Researchers from both the US and USSR soon pressured the Swedish team to withdraw their claim. Checking their data, the Swedish researchers stood firm; while they admitted that Berkeley ‘appeared to cast some doubts on [their] results’, they refused to back down. ‘We suggest that judgment on the discovery of element 102 should be reserved.’
* * *
Standing in the remains of the Nobel Institute, it’s easy to feel the spectres of history. Instead of plaudits, the Swedish found themselves in a battle over whether they had accomplished anything at all. When, a decade later, the Berkeley team managed to replicate the Swedish findings, they didn’t mention the experiment’s significance.
Today, the Nobel Institute’s work is all but forgotten; its claimed discovery of nobelium will probably remain unproven forever. Yet Källberg’s memories aren’t bitter or resentful of what came to pass. Instead, he touches the wall gently, placing an open palm on the brickwork as he remembers the people who worked here. ‘It was a happy place,’ he says quietly.

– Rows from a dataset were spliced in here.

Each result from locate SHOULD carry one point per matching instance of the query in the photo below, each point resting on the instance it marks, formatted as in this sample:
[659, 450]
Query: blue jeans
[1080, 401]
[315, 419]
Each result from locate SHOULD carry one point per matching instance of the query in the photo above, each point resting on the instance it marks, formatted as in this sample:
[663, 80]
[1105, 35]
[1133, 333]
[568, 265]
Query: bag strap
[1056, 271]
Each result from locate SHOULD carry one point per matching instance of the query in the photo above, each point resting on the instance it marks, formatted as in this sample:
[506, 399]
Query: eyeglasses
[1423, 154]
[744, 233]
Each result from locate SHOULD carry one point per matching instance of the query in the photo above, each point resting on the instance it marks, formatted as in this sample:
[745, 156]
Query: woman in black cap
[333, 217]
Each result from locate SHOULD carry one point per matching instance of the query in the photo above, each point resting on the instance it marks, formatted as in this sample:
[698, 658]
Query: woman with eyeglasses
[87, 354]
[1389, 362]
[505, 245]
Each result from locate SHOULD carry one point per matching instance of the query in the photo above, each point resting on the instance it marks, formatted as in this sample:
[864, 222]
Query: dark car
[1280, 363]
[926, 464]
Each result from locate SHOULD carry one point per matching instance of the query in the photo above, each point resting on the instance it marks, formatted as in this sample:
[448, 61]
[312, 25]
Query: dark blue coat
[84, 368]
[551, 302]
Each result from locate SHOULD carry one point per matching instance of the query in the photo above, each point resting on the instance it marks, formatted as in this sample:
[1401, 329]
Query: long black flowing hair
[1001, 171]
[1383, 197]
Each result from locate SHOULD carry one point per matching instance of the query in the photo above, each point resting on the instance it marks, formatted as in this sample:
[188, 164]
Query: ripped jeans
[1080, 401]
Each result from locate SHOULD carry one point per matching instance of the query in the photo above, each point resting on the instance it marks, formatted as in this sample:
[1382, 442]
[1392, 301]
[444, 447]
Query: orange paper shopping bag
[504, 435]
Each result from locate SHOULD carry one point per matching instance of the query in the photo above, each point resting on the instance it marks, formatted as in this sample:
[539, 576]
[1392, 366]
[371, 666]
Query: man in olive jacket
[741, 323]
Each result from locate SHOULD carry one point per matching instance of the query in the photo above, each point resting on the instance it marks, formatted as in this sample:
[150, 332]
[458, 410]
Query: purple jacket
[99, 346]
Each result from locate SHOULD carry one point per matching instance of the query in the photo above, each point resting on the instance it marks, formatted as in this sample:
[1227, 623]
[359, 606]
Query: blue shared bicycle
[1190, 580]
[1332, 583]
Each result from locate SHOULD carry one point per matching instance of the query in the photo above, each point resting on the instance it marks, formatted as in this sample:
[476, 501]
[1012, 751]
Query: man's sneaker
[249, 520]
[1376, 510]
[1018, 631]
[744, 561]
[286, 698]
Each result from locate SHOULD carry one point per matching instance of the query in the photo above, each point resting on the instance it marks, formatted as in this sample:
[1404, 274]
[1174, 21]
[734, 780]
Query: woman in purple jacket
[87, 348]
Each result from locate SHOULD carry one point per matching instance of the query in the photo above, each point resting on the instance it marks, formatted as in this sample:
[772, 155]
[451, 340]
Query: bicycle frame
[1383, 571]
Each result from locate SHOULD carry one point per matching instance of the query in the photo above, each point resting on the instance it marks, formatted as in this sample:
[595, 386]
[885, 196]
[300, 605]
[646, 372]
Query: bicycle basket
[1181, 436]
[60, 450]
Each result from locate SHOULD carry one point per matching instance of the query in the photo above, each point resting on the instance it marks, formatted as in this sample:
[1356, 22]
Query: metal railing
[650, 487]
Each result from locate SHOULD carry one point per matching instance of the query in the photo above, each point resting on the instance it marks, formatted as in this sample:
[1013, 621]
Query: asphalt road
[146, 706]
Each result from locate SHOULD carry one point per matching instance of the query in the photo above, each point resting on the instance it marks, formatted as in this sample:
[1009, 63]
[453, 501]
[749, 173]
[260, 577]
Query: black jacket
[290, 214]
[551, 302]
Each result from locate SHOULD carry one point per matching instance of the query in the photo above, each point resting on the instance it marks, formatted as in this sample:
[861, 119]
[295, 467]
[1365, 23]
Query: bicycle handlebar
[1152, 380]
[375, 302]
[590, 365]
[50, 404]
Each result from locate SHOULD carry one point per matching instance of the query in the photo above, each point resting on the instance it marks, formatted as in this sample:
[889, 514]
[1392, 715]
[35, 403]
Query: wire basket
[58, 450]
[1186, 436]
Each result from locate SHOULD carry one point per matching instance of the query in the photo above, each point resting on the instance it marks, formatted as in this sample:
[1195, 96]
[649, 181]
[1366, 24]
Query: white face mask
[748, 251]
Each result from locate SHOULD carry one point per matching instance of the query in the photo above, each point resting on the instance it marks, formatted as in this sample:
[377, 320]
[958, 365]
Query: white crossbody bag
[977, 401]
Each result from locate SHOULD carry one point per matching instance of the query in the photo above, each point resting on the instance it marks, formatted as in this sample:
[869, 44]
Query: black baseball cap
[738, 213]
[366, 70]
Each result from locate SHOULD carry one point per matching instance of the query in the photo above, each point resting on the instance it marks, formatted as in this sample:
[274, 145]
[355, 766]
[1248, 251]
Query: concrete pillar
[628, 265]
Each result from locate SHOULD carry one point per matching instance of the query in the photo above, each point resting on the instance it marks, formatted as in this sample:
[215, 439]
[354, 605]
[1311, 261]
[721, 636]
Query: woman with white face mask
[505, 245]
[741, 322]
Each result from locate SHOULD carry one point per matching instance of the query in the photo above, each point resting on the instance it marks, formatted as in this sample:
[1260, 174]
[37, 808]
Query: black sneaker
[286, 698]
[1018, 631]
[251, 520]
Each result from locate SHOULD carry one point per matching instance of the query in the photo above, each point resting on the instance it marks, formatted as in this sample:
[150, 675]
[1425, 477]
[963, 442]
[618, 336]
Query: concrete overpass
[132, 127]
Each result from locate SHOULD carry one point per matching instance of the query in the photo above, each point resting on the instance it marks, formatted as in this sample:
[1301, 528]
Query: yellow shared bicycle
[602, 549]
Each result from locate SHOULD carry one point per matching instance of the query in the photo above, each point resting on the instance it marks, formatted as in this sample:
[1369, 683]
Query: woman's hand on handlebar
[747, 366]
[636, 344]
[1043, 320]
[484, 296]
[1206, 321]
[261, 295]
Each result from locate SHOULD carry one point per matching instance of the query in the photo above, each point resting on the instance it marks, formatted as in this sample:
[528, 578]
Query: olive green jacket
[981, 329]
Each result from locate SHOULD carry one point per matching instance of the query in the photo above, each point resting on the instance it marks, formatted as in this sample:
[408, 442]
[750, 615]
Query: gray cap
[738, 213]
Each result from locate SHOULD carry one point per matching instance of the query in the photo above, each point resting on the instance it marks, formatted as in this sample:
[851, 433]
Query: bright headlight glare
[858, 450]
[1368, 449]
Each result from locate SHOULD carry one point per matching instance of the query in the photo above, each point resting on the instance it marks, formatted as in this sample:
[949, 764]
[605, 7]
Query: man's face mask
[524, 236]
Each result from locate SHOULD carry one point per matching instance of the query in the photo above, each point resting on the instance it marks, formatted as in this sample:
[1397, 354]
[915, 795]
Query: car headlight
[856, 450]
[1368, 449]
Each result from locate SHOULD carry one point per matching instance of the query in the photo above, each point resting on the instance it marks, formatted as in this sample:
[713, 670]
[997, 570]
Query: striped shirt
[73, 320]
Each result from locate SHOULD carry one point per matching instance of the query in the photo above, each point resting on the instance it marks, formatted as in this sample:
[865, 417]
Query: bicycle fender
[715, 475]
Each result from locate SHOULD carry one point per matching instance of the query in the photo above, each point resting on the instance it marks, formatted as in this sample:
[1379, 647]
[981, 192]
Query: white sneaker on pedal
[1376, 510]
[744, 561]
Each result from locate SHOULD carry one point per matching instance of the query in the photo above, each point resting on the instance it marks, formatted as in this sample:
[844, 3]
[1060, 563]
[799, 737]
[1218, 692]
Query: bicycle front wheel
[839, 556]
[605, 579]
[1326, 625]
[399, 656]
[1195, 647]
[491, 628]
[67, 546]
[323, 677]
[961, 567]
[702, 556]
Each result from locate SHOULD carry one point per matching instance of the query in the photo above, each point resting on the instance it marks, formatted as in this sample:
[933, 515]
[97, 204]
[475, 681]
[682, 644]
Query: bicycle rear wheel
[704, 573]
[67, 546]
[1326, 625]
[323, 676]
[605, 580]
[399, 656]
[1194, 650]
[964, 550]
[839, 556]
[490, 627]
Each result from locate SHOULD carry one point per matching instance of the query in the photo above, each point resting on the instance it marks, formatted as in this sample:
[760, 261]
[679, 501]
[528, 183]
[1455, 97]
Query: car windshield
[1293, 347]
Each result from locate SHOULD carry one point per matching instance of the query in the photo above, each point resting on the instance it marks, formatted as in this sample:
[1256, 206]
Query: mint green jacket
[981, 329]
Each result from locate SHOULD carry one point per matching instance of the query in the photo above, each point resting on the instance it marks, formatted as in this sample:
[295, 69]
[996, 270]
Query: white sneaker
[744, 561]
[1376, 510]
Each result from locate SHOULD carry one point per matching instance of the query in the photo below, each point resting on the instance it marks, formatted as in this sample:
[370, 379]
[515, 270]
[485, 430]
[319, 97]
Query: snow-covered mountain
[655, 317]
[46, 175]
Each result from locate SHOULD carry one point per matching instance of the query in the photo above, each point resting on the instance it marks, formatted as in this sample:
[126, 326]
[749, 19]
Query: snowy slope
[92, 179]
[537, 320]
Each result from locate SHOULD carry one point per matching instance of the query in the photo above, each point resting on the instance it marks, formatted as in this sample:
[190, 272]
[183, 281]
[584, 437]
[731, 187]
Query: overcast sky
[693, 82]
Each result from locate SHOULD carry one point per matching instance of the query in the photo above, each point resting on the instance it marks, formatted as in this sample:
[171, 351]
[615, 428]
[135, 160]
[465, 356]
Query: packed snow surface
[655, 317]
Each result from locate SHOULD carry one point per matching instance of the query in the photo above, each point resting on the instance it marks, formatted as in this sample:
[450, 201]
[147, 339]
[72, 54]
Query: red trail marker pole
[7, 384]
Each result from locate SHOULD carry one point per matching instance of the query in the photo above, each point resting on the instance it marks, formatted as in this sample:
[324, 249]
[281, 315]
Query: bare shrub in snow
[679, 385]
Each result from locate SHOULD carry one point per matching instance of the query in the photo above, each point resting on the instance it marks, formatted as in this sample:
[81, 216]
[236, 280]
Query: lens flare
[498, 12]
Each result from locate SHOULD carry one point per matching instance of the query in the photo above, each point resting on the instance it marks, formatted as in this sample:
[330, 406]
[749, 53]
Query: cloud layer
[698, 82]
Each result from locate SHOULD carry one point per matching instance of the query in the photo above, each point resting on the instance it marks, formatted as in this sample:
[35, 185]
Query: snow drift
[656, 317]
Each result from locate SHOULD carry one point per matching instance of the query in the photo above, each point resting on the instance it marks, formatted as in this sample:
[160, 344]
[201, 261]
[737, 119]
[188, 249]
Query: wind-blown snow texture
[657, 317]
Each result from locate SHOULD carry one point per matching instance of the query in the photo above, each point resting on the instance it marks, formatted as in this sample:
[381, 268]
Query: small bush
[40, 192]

‘Do you think they did it?’ I ask.
My companion falls silent as he considers the answer. ‘I think the general feeling, when I was here, was that we really produced 102 but it wasn’t accepted … I get the feeling that Berkeley didn’t want anyone else in the field. “The Swedes, small guys doing things with almost hobby equipment? They can’t do it before us!”’
For almost 20 years, Berkeley had been the leading name in element discovery, racking up 10 elements. In that time, the rest of the world had discovered three combined. It was small wonder its team felt that they, alone, had the expertise to expand the periodic table.
They were soon proved wrong.
The Russians were coming – and they had element hunters of their own.